Indian Army officer (1970–2001)

Naik Rambeer Singh Tomar, AC (15 August 1970 - 18 October 2001) was an Indian Army Non Commissioned Officer (NCO) with the 15th Battalion of the Kumaon Regiment. For his bravery, he was posthumously awarded the Ashoka Chakra, the highest peace time military decoration in India.

While being sent on deputation to 26 Rashtriya Rifles in Jammu and Kashmir, Tomar single-handedly searched a house for terrorists. In the process, he killed four of them but sustained severe gunshot wounds and succumbed to his injuries.

== Early life ==
Naik Rambeer Singh Tomar was born on 15 August 1970, in the family of Hon. Captain Rajendra Singh Tomar (15 kumaon) and Urmila Devi in village Prempura, Morena district in Madhya Pradesh. He had one younger sister and two brothers, both of them are serving in Madhya Pradesh Police. From very young age he excelled both in his studies and other skilled work.

==Military career==
On 28 July 1989, Naik Rambeer was recruited into the 15th Battalion of the Kumaon Regiment, a regiment known for its gallant soldiers and numerous battle honours.
Due to his dedication to his motherland, Naik Rambeer volunteered twice to 26 Rashtriya Rifles, deployed in Jammu and Kashmir for counterinsurgency operations.

==Doda Operation==
On 17 October 2001, Naik Rambeer Singh's unit received information about the presence of terrorists in a house in a village in Doda district which was located in its area of responsibility.
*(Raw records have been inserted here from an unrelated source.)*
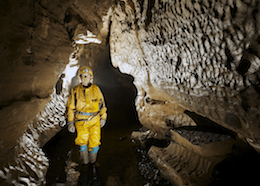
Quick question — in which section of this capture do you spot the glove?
[100,119,106,128]
[68,121,76,133]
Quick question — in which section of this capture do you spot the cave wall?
[110,0,260,145]
[110,0,260,185]
[0,0,260,185]
[0,0,111,185]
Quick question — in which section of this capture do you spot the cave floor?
[44,120,144,186]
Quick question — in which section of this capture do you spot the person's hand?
[68,121,76,133]
[100,119,106,128]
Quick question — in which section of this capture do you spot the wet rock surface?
[0,0,260,185]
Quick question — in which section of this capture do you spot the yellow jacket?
[67,84,107,122]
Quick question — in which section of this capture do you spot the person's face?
[81,73,92,86]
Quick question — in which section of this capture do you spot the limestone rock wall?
[0,0,111,185]
[110,0,260,185]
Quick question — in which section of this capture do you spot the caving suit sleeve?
[67,89,75,122]
[97,88,107,120]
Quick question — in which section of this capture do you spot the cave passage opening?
[43,46,146,185]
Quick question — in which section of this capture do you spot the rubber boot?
[79,164,90,186]
[89,163,100,186]
[79,150,90,186]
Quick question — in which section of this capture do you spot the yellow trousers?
[75,115,101,151]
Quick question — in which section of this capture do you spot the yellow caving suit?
[67,84,107,149]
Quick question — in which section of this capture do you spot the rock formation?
[0,0,260,185]
[110,0,260,185]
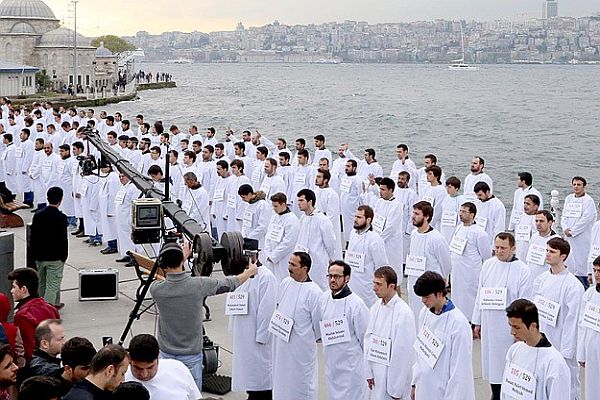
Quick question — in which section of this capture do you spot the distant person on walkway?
[29,186,69,309]
[8,268,60,360]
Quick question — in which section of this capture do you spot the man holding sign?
[472,231,532,400]
[533,238,583,400]
[412,271,475,400]
[501,299,572,400]
[320,261,369,400]
[270,252,322,400]
[364,266,415,400]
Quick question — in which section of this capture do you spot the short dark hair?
[373,265,398,286]
[413,271,448,297]
[8,267,40,297]
[90,344,127,375]
[128,333,160,363]
[506,299,540,329]
[46,186,63,206]
[293,251,312,272]
[327,260,352,276]
[111,381,150,400]
[60,337,96,369]
[546,238,571,257]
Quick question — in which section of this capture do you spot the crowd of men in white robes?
[0,104,600,399]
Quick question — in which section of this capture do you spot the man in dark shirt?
[29,186,69,309]
[63,344,129,400]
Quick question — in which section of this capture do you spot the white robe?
[577,286,600,399]
[472,257,533,384]
[345,229,388,307]
[294,211,342,291]
[533,270,583,400]
[560,193,598,276]
[372,197,404,285]
[263,210,300,282]
[362,295,416,400]
[230,267,278,390]
[321,292,369,400]
[407,229,452,318]
[271,278,323,400]
[450,224,492,318]
[413,307,475,400]
[500,342,572,400]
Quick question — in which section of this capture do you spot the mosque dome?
[37,26,91,47]
[10,22,36,35]
[0,0,56,20]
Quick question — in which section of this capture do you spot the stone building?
[0,0,116,90]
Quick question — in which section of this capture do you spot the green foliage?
[92,35,135,53]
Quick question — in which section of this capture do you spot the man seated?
[125,334,202,400]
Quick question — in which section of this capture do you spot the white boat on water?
[448,22,479,71]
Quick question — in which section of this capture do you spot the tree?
[92,35,135,53]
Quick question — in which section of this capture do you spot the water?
[106,64,600,207]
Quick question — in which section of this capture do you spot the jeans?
[35,260,65,305]
[159,350,202,391]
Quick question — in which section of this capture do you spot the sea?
[103,63,600,209]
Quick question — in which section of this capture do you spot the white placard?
[344,250,365,272]
[319,317,350,346]
[475,217,487,230]
[479,287,508,311]
[372,214,387,235]
[533,294,560,328]
[225,292,248,315]
[581,301,600,332]
[527,246,546,265]
[442,210,458,226]
[213,188,225,201]
[502,362,537,400]
[515,224,531,242]
[366,335,392,366]
[267,223,283,243]
[268,310,294,343]
[563,202,583,218]
[450,235,468,256]
[405,254,427,276]
[414,325,444,369]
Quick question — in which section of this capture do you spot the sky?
[45,0,600,37]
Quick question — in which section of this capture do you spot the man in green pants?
[30,186,69,309]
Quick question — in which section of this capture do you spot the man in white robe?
[450,202,492,319]
[501,299,572,400]
[344,205,388,307]
[515,194,540,261]
[371,177,405,284]
[508,172,544,231]
[560,176,598,289]
[526,210,559,282]
[262,192,300,283]
[412,271,475,400]
[269,252,323,400]
[472,232,533,400]
[229,258,278,400]
[463,156,494,203]
[474,182,506,252]
[364,266,416,400]
[294,189,342,291]
[406,201,452,318]
[533,238,583,400]
[577,257,600,399]
[320,260,369,400]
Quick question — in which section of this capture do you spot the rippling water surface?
[107,64,600,206]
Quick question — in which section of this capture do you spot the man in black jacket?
[30,186,69,309]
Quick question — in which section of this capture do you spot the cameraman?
[150,242,258,390]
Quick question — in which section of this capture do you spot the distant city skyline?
[45,0,600,36]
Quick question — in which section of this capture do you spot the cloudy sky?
[45,0,600,36]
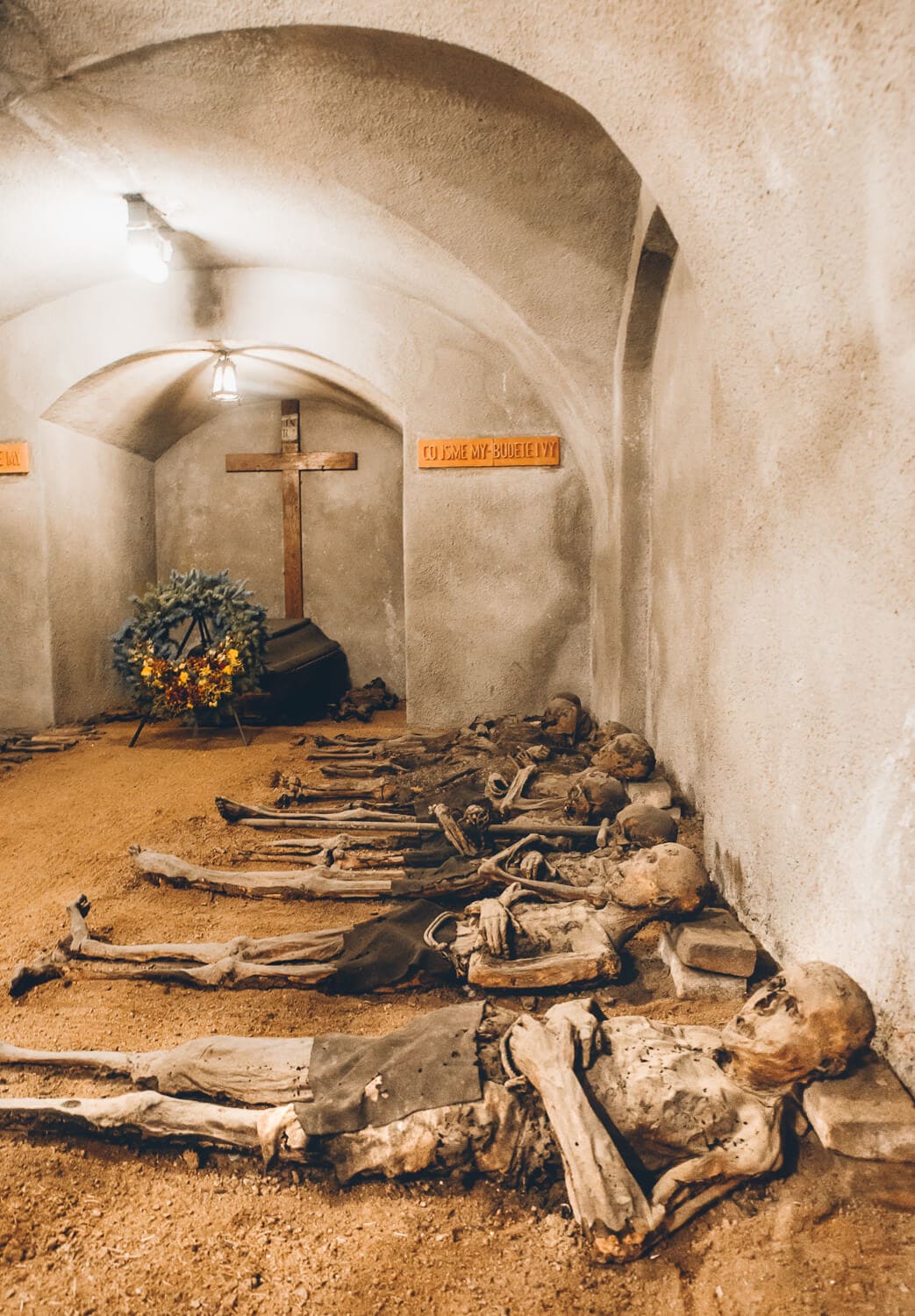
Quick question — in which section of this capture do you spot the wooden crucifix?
[225,397,357,618]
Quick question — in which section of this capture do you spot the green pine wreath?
[112,569,268,716]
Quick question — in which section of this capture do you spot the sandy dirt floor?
[0,713,915,1316]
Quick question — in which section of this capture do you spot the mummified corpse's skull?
[565,768,629,823]
[591,732,654,782]
[721,962,874,1087]
[610,841,708,913]
[616,805,678,847]
[540,694,591,745]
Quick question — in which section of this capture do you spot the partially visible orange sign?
[0,444,29,476]
[418,434,560,470]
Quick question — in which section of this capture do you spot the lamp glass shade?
[210,357,239,403]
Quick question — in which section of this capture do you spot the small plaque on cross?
[225,397,358,618]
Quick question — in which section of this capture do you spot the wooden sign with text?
[0,442,29,476]
[418,434,560,471]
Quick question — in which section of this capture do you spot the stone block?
[625,776,673,810]
[803,1052,915,1162]
[670,910,755,978]
[658,928,747,1000]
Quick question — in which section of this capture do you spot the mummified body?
[11,836,707,997]
[0,963,873,1261]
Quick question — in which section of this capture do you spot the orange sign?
[418,434,560,471]
[0,444,29,476]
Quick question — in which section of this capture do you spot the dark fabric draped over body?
[295,1002,486,1136]
[320,900,454,995]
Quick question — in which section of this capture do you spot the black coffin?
[254,618,349,723]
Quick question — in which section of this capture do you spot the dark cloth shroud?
[295,1002,486,1137]
[320,900,454,995]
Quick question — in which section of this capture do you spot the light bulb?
[210,352,241,403]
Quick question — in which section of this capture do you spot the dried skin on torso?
[584,1018,776,1170]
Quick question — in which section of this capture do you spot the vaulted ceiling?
[0,11,637,454]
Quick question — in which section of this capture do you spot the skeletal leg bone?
[10,947,334,997]
[215,795,410,823]
[131,847,408,900]
[0,1092,297,1160]
[497,763,540,818]
[510,1016,652,1260]
[0,1036,313,1105]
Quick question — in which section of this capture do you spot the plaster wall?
[647,260,915,1084]
[637,251,726,808]
[155,399,405,695]
[41,423,155,723]
[0,426,54,731]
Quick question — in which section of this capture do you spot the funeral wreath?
[112,570,266,718]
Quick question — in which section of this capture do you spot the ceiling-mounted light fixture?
[124,194,171,283]
[210,352,241,403]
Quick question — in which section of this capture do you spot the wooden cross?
[225,397,357,618]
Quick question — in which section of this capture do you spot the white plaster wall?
[155,399,405,695]
[41,424,155,723]
[4,0,915,1073]
[640,260,726,810]
[649,260,915,1084]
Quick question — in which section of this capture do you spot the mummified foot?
[10,950,66,998]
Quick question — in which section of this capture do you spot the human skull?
[540,694,590,745]
[565,768,628,823]
[591,723,632,749]
[616,805,676,847]
[461,799,492,834]
[610,841,708,913]
[591,732,654,782]
[721,962,874,1087]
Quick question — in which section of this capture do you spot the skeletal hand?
[479,899,511,955]
[545,1000,600,1069]
[521,850,547,882]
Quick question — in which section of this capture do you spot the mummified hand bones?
[0,963,874,1261]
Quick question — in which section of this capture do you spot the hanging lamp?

A decision was taken by the security forces to launch a quick and well-coordinated operation to flush out the terrorists. The Ghatak Team (assault team) which Naik Rambeer Singh was part of, swung into action and set out to cordon off the suspected area. The terrorists on being surrounded and challenged opened fire at the troops. This resulted in a gun battle where the terrorists were firing from the safe locations inside the building.

It was then decided to storm the building in a search and destroy operation to neutralize the hiding terrorists. Naik Rambeer volunteered to lead the team to storm the house. He displayed agility and unparalleled courage while entering the house and lobbed a grenade killing two terrorists on the spot. The third terrorist charged at Naik Rambeer and in a fierce hand-to-hand combat, he overpowered the terrorist and shot him dead. Sensing presence of more terrorists in the adjacent room and danger to his buddy, Naik Rambeer stormed the room in a daredevil action.

However, during the exchange of fire, Naik Rambeer was shot in his eye by the terrorist hiding in the room. Despite bleeding profusely Naik Rambeer displaying outstanding bravery threw a grenade and killed the fourth terrorist too. Naik Rambeer got severely injured during the operation and later succumbed to his injuries. Naik Rambeer single-handedly killed four terrorists and played a key role in successful completion of the operation wherein all the terrorists were neutralized.

==Ashoka Chakra awardee==
Naik Rambeer Singh was given the nation's highest peacetime gallantry award, "Ashok Chakra" for displaying most conspicuous bravery, inspiring leadership, and unyielding fighting spirit in the face of the enemy.